Only seven? Part of the thrill of going to a Howard Johnson restaurant was the abundance of ice cream flavors they served. At a time when ice cream choices were mostly limited to chocolate, vanilla and strawberry, Howard Johnson provided access to an exotic world of black raspberry, Swiss almond and coconut ice cream.

Twenty-eight flavors in all, and although the selections have changed over the decades, the number of offerings has always remained the same.

Closer to home lists Howard Johnson’s former restaurant locations in Chattanooga and East Ridge. The restaurants were franchised separately from the motels beginning in 1986. The hotels are now part of Wyndham Hotels and Resorts, with locations in Chattanooga, Cleveland, and Spring City, Tennessee; and Dalton, Georgia.

Howard Johnson’s was founded in 1925 by Howard Johnson, a World War I veteran who borrowed $2,000 to purchase a pharmacy in Quincy, Massachusetts. The store sold patent medicines, “toiletries”, games, newspapers, and ice cream at its soda fountain.

The ice cream outsold everything else, especially after Johnson bought a recipe that used only natural flavors and doubled the amount of fat. Soon a channel was born.

But it wasn’t just ice cream. For me, as a boy in the back seat of the car on a family vacation, Howard Johnson meant fried clam strips. The menu was actually quite extensive – not just “hamburgs” and “frankforts”, but everything from fried veal cutlets and Maryland crab cakes to Welsh rarebit and grilled brisket sandwiches. But I only got the clam strips.

Little did I know at the time that the chain was based in Massachusetts, where clams practically run wild through the streets. I just knew the clam strips were good every time I had them.

This consistency was the secret to the channel’s success. Fast-food restaurants were not found at every exit. If you were driving somewhere that needed a stop for a meal, you had to try your luck at a family-friendly stall that might not care about flavor or hygiene.

But you knew what you were getting with a Howard Johnson’s. Me, I received strips of fried clams.
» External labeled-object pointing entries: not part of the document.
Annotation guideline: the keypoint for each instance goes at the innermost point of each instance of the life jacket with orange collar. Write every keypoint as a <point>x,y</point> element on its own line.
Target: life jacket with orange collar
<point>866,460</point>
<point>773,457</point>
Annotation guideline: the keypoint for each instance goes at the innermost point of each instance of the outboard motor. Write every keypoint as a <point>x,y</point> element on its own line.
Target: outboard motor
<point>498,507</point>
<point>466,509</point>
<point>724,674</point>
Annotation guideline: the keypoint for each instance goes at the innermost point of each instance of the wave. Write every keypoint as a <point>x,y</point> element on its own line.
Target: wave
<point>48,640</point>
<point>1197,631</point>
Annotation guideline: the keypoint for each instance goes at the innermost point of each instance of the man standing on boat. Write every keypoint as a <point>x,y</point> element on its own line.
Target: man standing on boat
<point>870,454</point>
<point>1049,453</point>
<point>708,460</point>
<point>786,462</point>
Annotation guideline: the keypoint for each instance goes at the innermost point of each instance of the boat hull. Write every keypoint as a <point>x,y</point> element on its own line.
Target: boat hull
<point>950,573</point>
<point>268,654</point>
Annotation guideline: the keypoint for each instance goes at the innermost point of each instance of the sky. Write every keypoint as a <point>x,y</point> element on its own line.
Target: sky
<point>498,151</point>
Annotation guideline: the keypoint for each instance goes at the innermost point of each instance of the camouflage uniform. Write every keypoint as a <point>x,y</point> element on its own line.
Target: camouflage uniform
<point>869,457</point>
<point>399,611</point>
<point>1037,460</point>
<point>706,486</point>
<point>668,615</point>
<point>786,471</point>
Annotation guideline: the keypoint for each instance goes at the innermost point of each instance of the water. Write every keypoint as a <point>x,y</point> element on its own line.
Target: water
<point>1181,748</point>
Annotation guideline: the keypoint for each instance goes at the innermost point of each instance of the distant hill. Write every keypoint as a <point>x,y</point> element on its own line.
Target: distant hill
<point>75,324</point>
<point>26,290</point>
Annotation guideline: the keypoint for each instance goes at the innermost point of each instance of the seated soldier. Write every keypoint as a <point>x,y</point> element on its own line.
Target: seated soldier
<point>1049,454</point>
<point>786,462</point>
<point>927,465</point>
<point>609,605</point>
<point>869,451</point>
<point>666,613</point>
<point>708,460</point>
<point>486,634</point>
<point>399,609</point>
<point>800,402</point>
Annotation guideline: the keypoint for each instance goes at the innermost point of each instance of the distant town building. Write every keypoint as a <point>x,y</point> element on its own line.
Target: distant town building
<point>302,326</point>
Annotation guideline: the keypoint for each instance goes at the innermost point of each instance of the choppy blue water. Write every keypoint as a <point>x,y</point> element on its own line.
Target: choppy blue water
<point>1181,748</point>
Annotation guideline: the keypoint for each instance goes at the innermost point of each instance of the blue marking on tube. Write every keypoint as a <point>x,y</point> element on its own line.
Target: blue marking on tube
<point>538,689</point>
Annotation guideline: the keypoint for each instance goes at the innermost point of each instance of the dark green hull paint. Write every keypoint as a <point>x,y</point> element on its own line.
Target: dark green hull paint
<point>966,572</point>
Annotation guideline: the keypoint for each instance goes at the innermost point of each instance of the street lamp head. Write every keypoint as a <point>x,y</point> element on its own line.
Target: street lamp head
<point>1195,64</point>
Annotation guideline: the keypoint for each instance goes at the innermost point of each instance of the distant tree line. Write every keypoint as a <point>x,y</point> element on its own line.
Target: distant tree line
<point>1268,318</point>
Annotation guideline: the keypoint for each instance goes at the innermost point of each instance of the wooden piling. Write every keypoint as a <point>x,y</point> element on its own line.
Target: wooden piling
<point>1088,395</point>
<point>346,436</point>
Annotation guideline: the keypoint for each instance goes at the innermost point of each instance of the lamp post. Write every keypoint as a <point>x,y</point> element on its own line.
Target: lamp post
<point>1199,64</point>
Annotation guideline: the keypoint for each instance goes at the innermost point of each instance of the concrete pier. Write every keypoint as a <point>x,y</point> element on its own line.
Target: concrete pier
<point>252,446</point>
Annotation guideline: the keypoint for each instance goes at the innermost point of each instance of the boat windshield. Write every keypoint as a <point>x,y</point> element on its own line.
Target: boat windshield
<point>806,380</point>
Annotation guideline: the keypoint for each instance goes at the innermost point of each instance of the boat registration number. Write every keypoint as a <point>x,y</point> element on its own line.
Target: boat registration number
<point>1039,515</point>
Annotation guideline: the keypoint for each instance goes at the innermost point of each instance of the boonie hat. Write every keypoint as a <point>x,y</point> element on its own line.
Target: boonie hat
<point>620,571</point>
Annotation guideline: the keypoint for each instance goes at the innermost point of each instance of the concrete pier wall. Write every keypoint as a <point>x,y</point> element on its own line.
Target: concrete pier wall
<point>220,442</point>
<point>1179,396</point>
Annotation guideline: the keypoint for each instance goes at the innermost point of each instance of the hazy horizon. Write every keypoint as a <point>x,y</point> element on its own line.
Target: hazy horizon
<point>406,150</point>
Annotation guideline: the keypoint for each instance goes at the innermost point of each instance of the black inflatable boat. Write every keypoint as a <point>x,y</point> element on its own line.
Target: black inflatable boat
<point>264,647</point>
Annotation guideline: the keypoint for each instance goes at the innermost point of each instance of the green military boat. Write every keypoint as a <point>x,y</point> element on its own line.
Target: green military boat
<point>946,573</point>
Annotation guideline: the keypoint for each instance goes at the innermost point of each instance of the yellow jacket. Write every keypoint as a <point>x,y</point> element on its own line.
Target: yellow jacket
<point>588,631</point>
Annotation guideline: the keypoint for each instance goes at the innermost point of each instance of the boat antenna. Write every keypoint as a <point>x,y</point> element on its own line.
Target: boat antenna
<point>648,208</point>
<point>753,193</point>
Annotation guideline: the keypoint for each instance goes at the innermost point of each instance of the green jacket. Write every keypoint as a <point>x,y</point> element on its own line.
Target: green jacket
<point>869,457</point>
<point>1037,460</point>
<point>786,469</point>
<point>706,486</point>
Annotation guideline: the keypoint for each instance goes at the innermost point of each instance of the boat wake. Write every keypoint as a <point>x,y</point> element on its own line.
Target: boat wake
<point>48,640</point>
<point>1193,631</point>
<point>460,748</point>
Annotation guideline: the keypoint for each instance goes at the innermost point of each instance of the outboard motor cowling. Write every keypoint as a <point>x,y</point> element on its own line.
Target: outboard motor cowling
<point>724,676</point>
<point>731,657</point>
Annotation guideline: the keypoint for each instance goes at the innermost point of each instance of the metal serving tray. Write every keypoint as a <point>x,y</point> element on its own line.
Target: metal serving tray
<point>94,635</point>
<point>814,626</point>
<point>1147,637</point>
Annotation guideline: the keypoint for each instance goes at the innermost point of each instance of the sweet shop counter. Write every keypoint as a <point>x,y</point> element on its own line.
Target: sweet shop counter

Howard Johnson helped create car culture in America, and car culture helped create Howard Johnson’s. Restaurants with gleaming orange roofs and turquoise trim were a traveler’s oasis in the asphalt desert.

But time caught up with the venerable chain, then passed it. Baskin-Robbins began offering 31 flavors of ice cream. Fast food restaurants have revolutionized highway dining, with faster, cheaper and less exotic meals.

A hot open roast beef sandwich with mashed potatoes and gravy? Fried scallops? Who needs that when you can grab a quick burger or a bucket of fried chicken for half the price?

Time passes and all good things come to an end. I don’t think I’ve been to a Howard Johnson since 1986, when I stopped for ice cream near the end of a long drive through the southern United States. But I will miss them and everything they stood for.

Sic transit gloria mundi. Thus passes the glory of the world.